La Jornada Semanal, 26 de septiembre de 1999
Hace dos semanas, aquí mismo, en La Jornada Semanal, se publicó una entrevista que Umberto Galimberti concedió a Marisa Rasconi; en ella, el autor de Psiche e Tecne expone sumariamente los resultados de varios años de reflexión sobre nuestro tiempo. El tratamiento de los asuntos, en particular el de la técnica, parece escribirse en ese mar de discursos que intentan dibujar nuestra fisonomía histórica. Su tono provocativo es evidente, aunque no sé hasta qué punto eficaz, pues prescindir de Marx, en un mundo sin verdaderas alternativas, es ya un lugar común intelectual, reflejo él mismo de esa patética clausura de las imaginación política.
No nos toma, pues, desprevenidos, la idea de que la técnica ocupa hoy espacio central en la condición humana. Sus colosales frutos pueden producir, en efecto, la ilusión de que ella -la técnica, digo- no sólo posee una dinámica propia, sino también de que es un factor determinante para caracterizar una era, sin importar que la técnica pase por ciertas relaciones sociales de dominación.
Cuando Galimberti afirma que la técnica no tiende a ninguna finalidad, ni promueve un sentimiento, ni devela verdad alguna, ni abre escenarios de salvación; que simplemente ``funciona'', nos deja ver que tal asepsia está eludiendo todo vínculo de explotación. Lo que ha sentenciado a muerte al humanismo no es la técnica sino las relaciones sociales que han impulsadoÊsu vertiginoso desarrollo. El humanismo que parió la burguesía nació muerto. Y en este sentido Marx no fue un humanista, sino un crítico de sus espejismos. No es pues la técnica la que, frenética, se afirma a sí misma, sino el poder que se vale de ella, a despecho de que el control escape a menudo de sus manos.
De ser así, no es el capitalismo el que se subordina a la técnica, sino al revés. Es la lógica de la ganancia la que rige sus destinos, aunque algunos fenómenos -como el exterminio promovido por el nazismo- tengan, en apariencia, poco que ver con aquélla. Diría que el gran resorte del acelerado devenir tecnológico ha sido la codicia burguesa, aunque se trate de una hipérbole moral pero que bien expresa la dialéctica irrefrenable de la acumulación capitalista.
Por eso mismo, la ética nos revela su impotencia frente a la técnica. Pues al capital le son indiferentes sus efectos, trátese ya del exterminio judío, ya de ese otro, lento y oscuro, que tiene lugar en cualquier maquiladora. La pretensión de someter la técnica a rigores éticos traduce la ingenua intención de suplicarle al capitalista que ponga fin al impulso que lo mueve, que es el de reproducir una fuerza social que, como un cierzo devastador, arrasa el andamiaje moral de los individuos.

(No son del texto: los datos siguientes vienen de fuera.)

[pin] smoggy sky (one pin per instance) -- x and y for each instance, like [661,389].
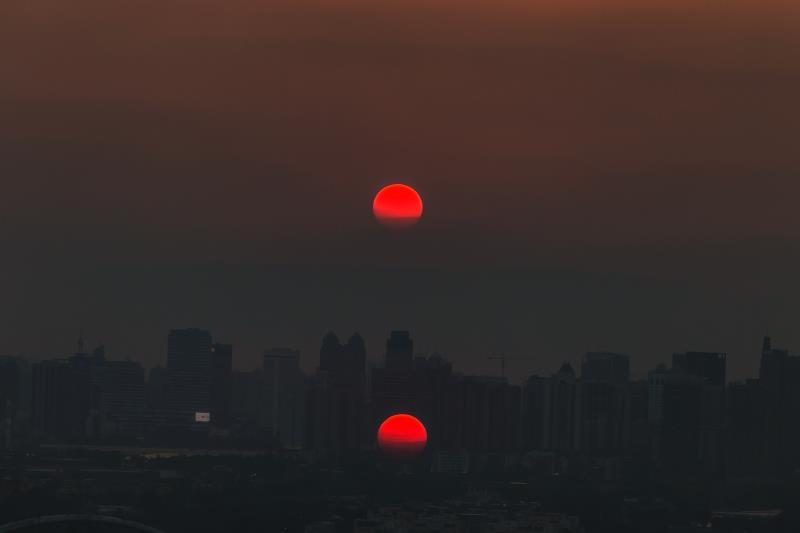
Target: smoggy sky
[631,165]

Ciertamente, la devastación trasciende las almas y los cuerpos, esos grandes olvidados que preocupan a Galimberti. Impacta al planeta entero. Pero ¿la catástrofe proviene de la técnica o de ese organismo social que parasita el ingenio humano? El trastocamiento de las causalidades conduce a Galimberti a una falsa positividad: somos más libres hoy que antes. Pero ¿de qué libertad se trata? ¿De la vieja ``libertad'' de la fuerza de trabajo, necesaria para el intercambio esencial de la modernidad que genera la plusvalía? Si, como Galimberti sostiene, en el pasado las opciones se reducían a obediencia o desobediencia, hoy el dominio de una técnica asegura no la libertad sino la condición del liberto, es decir, de quien escoge su propia esclavitud, valga la paradoja. ¿Por qué decir entonces que el saber es liberador si lo que garantiza es la reclusión en la sabia jaula? ¿No es la técnica una alcahueta de la dominación y a la vez una causa de destrucción tanto de los amos como de los libertos, ya que deviene en un caos, cuyo punto más visible es la progresiva expulsión masiva de trabajadores que, a su vez, restringe el apetecible mercado?
Más, a pesar de todo, de la ingenuidad o perversión del discurso galimbertiano, el discutirlo nos salva, por ahora, de ocuparnos de las menudencias democráticas que asfixian nuestras horas.